Page 6 of 9
6. THE GOVERNMENT ASKS STAN LEE TO PUBLISH AN ANTI-DRUG STORY
Though President Nixon wouldn't use the term “War on Drugs” until a year later, in 1970 the Department of Health, Education and Welfare went to Stan Lee and asked, “Could you publish an anti-drug story in one of your best selling comics?” to which Stan said, yes. The chosen title was "The Amazing Spider-Man" and the character to whom a drug addiction was given was Harry Osborn.
You might have heard of this thing before called "The Comics Code Authority" which essentially was a stamp of approval for comics that verified they contained nothing unsavory or offensive. The rules of 'the code' however barred the use of drugs on the page, but Stan didn't care and they published the story anyway.
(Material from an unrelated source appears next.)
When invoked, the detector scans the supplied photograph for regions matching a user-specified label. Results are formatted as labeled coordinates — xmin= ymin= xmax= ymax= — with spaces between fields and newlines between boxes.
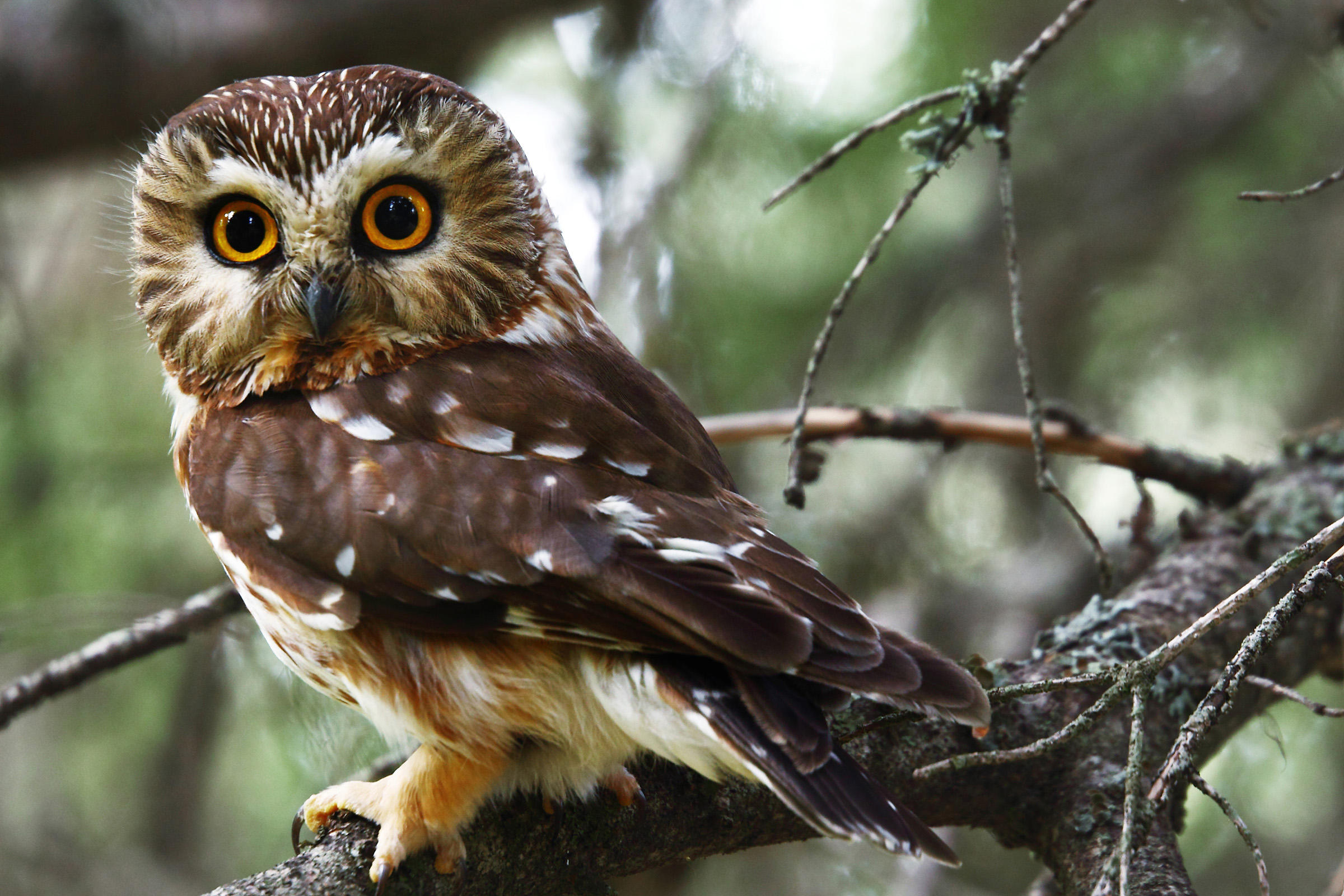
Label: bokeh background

This might not seem that weird to you, but think about it in the context of the modern day. Can you imagine the government going to Axel Alonso or Dan DiDio and saying, “Hey, we want to get the message out there that drugs aren't cool. Think you can put it in one of your best selling comics?” and their publishing company saying, “Absolutely!” then putting it in the best selling title? It seems totally ludicrous now, but the even weirder part of the whole story is that in the final issue of the story arc, Spider-Man defeats the returned Green Goblin by showing him his son's body while he's in the middle of over dosing on drugs.